Within the Class IV markets, nonfat dry milk (NDM) got a boost this week, following global markets upward. Milk powders rallied at Tuesday’s Global Dairy Trade auction with skim milk powder and whole milk powder rising by 4.3% and 4.2%, respectively. Back at home, this increase fueled a penny gain at the CME the same day as ten loads of powder changed hands. Prices bobbled the rest of the week, falling on Wednesday and Friday while rising on Thursday. At the end of today’s session prices settled at $1.2325/lb., representing an increase of 1.25¢ compared to last Friday’s price. Dairy Market News reports that condensed skim availability has improved and that while dryers are nominally busier, plenty of spare capacity exists in the system.

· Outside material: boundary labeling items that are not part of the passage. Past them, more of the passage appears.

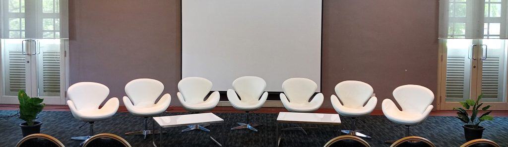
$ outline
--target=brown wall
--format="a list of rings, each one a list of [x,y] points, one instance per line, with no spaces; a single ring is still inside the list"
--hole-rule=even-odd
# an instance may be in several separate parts
[[[110,96],[142,77],[158,79],[176,98],[180,76],[180,0],[71,0],[70,82],[96,81]],[[437,2],[325,0],[322,92],[324,107],[337,83],[370,84],[378,97],[406,84],[435,93]]]
[[[180,0],[69,1],[71,84],[100,82],[121,99],[127,82],[154,78],[177,103]]]
[[[323,94],[334,94],[340,81],[360,80],[374,89],[380,108],[383,100],[393,99],[392,92],[403,84],[421,85],[436,94],[437,1],[324,3]]]

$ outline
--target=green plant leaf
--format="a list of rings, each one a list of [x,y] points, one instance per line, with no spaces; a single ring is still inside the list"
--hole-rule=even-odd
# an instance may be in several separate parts
[[[494,120],[494,116],[492,116],[492,115],[487,115],[482,116],[481,117],[480,117],[480,119],[479,119],[480,120],[492,121]]]
[[[467,103],[466,102],[460,102],[459,103],[460,103],[460,104],[462,105],[462,106],[466,108],[466,109],[469,109],[469,105],[467,104]]]
[[[483,108],[482,108],[482,110],[484,110],[484,111],[487,110],[487,109],[489,109],[489,108],[490,108],[490,106],[491,106],[491,105],[487,105],[487,106],[484,107]]]
[[[460,120],[461,121],[462,121],[462,122],[464,122],[464,123],[465,123],[466,124],[467,124],[467,123],[469,123],[469,118],[467,117],[467,114],[465,114],[464,113],[462,113],[462,112],[457,112],[457,116],[456,117],[457,117],[457,119],[459,119],[459,120]]]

Following a few weeks in the spotlight, butter moved sideways this week. After losing a penny on Monday butter launched a new rally, adding 6¢ on Tuesday. The market quickly ran out of steam, however, and after a modest gain on Wednesday, lost ground on Thursday and Friday. When all was said and done butter finished the week at $3.36/lb., unchanged compared to last week with 13 loads trading hands. Tones in the butter market are mixed as the bears and the bulls grapple with where to take the market next. Class IV prices remain resilient as the NOV23 Class IV futures contract settled at $21.36/cwt. on Friday.

Grain Markets

The corn and soybean harvests are progressing at a pace slightly ahead of last year. In this week’s Crop Progress report, USDA reports that 45% of corn has been harvested, up from 43% at this time last year and ahead of the 42% five-year average. Meanwhile 62% of soybeans are harvested compared to 60% in 2022 and well ahead of the five-year average of 52%. As harvest progresses many producers are seeing yield prospects improve. Even so, concerns about global supplies are supporting elevated grain prices. On Friday DEC23 corn settled at $4.955/bu. while DEC23 soybean meal settled at $423.90/ton.